U.S. Attorney General Merrick B. Garland said in a statement, “The Justice Department is committed to honoring tribal sovereignty and protecting Indian children and families.  For nearly 45 years, the Indian Child Welfare Act has helped protect children from being unnecessarily separated from their parents, extended family, and tribal communities.”

He added, “I am pleased that today’s Supreme Court decision in Haaland v. Brackeen rejected this challenge to the Indian Child Welfare Act.  The Justice Department vigorously defended the statute before the Supreme Court and will continue to support the Indian Child Welfare Act and do everything in our power to protect tribal communities and affirm tribal sovereignty.”

Rep. Raul M. Grijalva (D-Ariz), the ranking member on the House Natural Resources Committee, said in a statement, “The court made the right decision today not just for Native children and families, but for tribal sovereignty at large.  ICWA is considered the gold standard for child welfare across the board and today’s decision rightfully upholds that standard for Native youth and future generations.  Keeping Native children in their own communities with access to their traditional languages and cultures is critical to addressing the intergenerational trauma that this country forced upon Indian Country for far too long.”

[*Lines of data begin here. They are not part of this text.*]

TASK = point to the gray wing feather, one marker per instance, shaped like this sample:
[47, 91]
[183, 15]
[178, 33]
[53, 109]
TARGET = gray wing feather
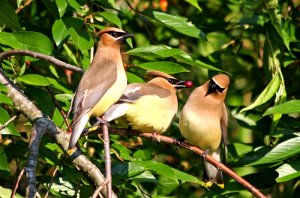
[95, 82]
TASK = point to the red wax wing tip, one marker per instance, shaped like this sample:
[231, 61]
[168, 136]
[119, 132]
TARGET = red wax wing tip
[188, 84]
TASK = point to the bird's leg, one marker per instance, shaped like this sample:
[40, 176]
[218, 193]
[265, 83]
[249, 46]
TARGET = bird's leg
[107, 156]
[155, 136]
[100, 121]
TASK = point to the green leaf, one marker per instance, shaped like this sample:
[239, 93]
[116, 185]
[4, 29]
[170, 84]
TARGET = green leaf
[51, 7]
[166, 185]
[9, 40]
[292, 106]
[79, 34]
[179, 24]
[282, 151]
[3, 160]
[10, 128]
[5, 100]
[161, 51]
[112, 17]
[61, 6]
[195, 4]
[266, 94]
[132, 78]
[59, 31]
[288, 171]
[66, 98]
[123, 152]
[34, 41]
[164, 66]
[6, 192]
[8, 17]
[58, 86]
[34, 79]
[184, 58]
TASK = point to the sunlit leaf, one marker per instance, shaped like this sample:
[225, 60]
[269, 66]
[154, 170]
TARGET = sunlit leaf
[266, 94]
[280, 152]
[59, 31]
[288, 171]
[132, 78]
[162, 51]
[292, 106]
[179, 24]
[195, 4]
[3, 160]
[8, 17]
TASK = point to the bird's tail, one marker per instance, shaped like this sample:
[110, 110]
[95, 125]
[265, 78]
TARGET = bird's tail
[215, 175]
[77, 130]
[116, 111]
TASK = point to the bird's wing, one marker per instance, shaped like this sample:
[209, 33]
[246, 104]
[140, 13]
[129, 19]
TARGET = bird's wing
[93, 85]
[136, 90]
[224, 123]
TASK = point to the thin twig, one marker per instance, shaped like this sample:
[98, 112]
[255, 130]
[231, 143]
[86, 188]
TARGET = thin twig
[13, 192]
[7, 122]
[50, 59]
[27, 3]
[107, 158]
[61, 137]
[97, 191]
[161, 138]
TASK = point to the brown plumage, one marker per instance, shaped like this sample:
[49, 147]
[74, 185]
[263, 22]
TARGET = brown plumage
[151, 106]
[203, 121]
[102, 84]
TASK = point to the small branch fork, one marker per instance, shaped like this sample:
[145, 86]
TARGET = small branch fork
[161, 138]
[62, 137]
[44, 125]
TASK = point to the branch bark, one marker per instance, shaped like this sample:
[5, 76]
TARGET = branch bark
[44, 125]
[161, 138]
[50, 59]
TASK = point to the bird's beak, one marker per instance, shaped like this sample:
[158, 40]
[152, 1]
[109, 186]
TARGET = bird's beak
[183, 84]
[125, 36]
[210, 90]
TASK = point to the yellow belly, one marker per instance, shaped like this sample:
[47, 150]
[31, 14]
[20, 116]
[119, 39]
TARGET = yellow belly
[112, 95]
[199, 131]
[151, 114]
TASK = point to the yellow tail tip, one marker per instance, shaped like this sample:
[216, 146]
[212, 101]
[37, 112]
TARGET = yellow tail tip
[210, 183]
[71, 151]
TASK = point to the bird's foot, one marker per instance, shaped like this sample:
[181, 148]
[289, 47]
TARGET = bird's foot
[178, 141]
[100, 121]
[155, 136]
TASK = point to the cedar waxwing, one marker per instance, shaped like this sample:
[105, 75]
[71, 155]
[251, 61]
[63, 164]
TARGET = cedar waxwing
[151, 106]
[203, 121]
[102, 84]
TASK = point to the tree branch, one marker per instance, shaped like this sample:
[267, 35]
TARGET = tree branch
[50, 59]
[161, 138]
[41, 126]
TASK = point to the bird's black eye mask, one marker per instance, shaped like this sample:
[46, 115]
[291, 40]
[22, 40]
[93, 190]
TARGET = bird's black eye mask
[213, 87]
[172, 81]
[116, 34]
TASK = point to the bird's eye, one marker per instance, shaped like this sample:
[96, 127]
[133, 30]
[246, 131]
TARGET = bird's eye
[219, 89]
[215, 86]
[113, 34]
[172, 81]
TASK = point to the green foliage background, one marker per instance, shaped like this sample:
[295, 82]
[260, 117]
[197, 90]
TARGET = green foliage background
[255, 42]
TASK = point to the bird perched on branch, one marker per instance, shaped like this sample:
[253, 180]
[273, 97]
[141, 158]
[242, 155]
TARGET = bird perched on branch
[151, 106]
[203, 122]
[102, 84]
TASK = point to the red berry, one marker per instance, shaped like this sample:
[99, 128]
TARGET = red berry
[188, 84]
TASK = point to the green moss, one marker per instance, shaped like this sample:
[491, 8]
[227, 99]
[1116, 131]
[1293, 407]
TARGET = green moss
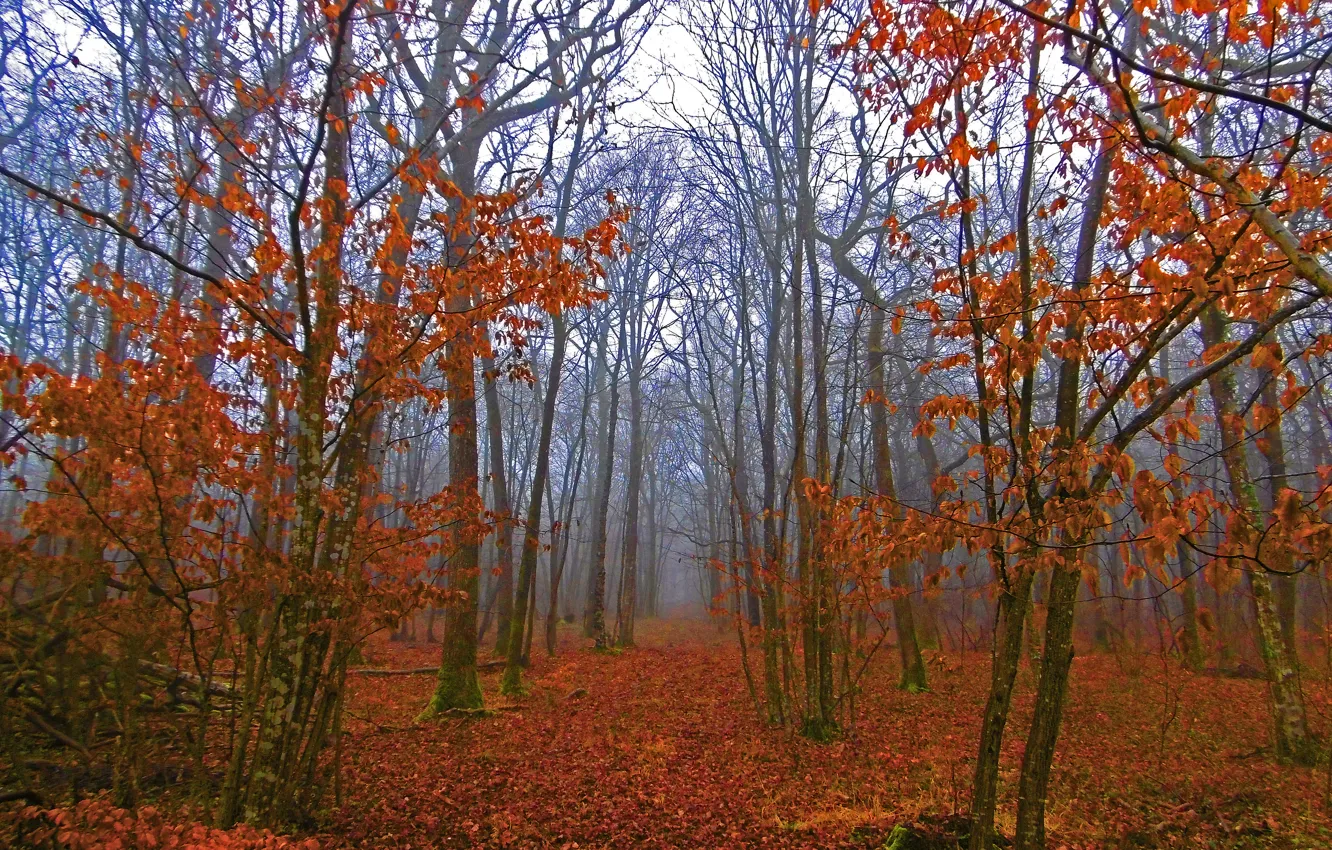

Rep. Teresa Leger Fernandez (D-N.M.), ranking member on the House Indian and Insular Affairs Subcommittee, said in a statement, “This decision reinforces what every tribal member knows: that vulnerable Native children belong where they will grow up sharing in the rich language, culture, and heritage of their tribal and tribal families.  The decision also reaffirms that tribal nations are sovereigns which enjoy a unique and special trust relationship with the federal government.  Congress has the power and responsibility to preemptively legislate on Indian affairs so we can reverse the harm and historical trauma inflicted on tribal nations.”